Upstairs we have really the community side of this project. We then have an IT training suite which is something we’ve always wanted to do as part really, not just for learning, but as part of a community commitment to help people actually get skills, qualifications to go into jobs. But equally you’ll see from some of the people there, they are doing it for leisure, learning and so on, so we are putting on a range of courses up there for that. There’s the kids drop in centre, we have a youth worker who works three hours a day, week days, term time, and we have a varying number of kids come in and there’s musical instruments in there, and it’s relaxed but it is also formal and planned.

[Saffron Martin] 05.09
I run the sports injuries clinic which is based in the referee’s room. I also work alongside the Mevagissey football team which is obviously based here… OK. What I’m going to do is ease your foot out to the side… I rent the room directly from the centre. They take a percentage of my takings in exchange for obviously the heating and the lighting and the facilities here that I have… How does that feel? Yeah that’s alright. Ok? Yeah…

[Martin Hopkinson] 05.45
One of the things we were very fortunate early on was through John Richings, who is a local business advisor, put us on to Sue Morrish at Co-Active in Plymouth, and Co-Active were remarkably helpful in getting us to focus on the structure. It was at the time we were putting the business plan together, and although you tend to be thinking of trying to raise the funding what I think Co-Active helped us to do was realise that, assuming you get your funding, you’ve then got to operate successfully thereafter, and getting us to focus on the company structure, how the directors would come to the centre, keeping it manageable and all the rest of it, and it was an extremely helpful piece of support from Co-Active and it was out of that that the advice came and the route came to go as a community interest company. And I still use Co-Active, the CIC articles and memorandum are considerably less onerous than a company limited by guarantee.

06.57
We employ a centre manager and we have an assistant manager come sport development officer. We then have three young ladies in the office who are all part time, but between them are two fulltime equivalent, and ultimately we foresee the need for other staff like if the bar really grows we will need probably dedicated bar staff, but at the moment we are trying to contain our costs to be met by our revenue.

(People laughing and saying bye.) 07.37
Obviously in a project of this nature the time scale tends to take longer than you ever thought so we have a relatively slow start-up. We anticipate in the first year requiring to generate about £90,000 of revenue, but our costs are greater than that so in fact we’ve always foreseen that our break even point is actually at the beginning of year four. (Laughing and glasses clashing) Now one of the major supports that we had when we realised that it was going to take us that long to break even was that the Lottery have also given us revenue support in addition to the capital funding and they are supporting us for the first three years to the tune of about £80,000 nearly. And that bridges the gap between the build up of our revenue and of course our costs that tend to kick off at the level that they are going to operate at.

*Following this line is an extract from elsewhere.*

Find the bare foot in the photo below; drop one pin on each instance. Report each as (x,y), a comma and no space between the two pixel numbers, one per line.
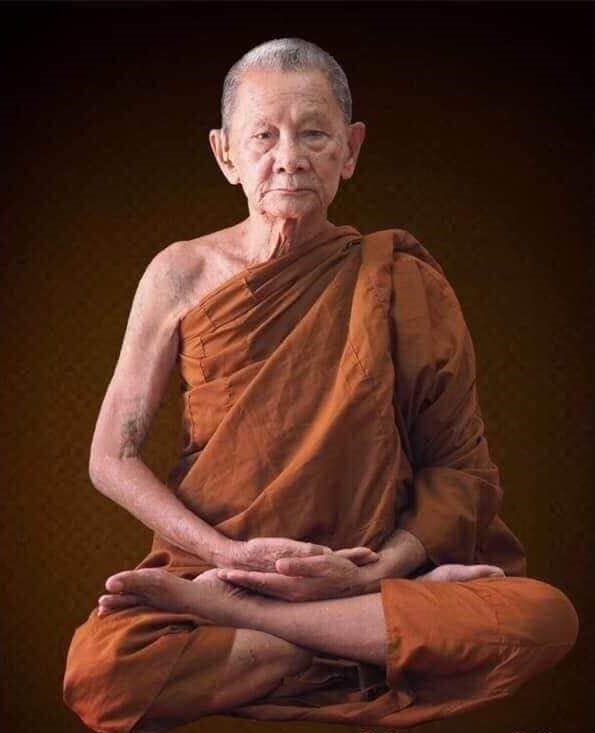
(206,595)
(452,571)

[Residents of local community.] 08.26
Well I just think that this is what the village needs to pull itself together and to support the clubs that are going to emerge and grow from this particular centre.

[Another resident]
It is geared to satisfy particular needs within the village and I think it goes a very long way to doing just that.

[Female resident]
My husband’s come down for retinal screening. Before being able to come here we had to go further a field so it’s been a lot easier, and the facilities here seem to be absolutely fantastic.

[Previous resident]
The usage generally is increasing but we do want to expand the usage to the outlying villages as well. It was designed to do just that.

[Martin Hopkinson]
We are very conscious of the need to continue working with our funders, it doesn’t just end with the cheque so to speak. And part of the challenge to us I think is a determination to deliver what we set out to then as the reasons and the dream behind this building.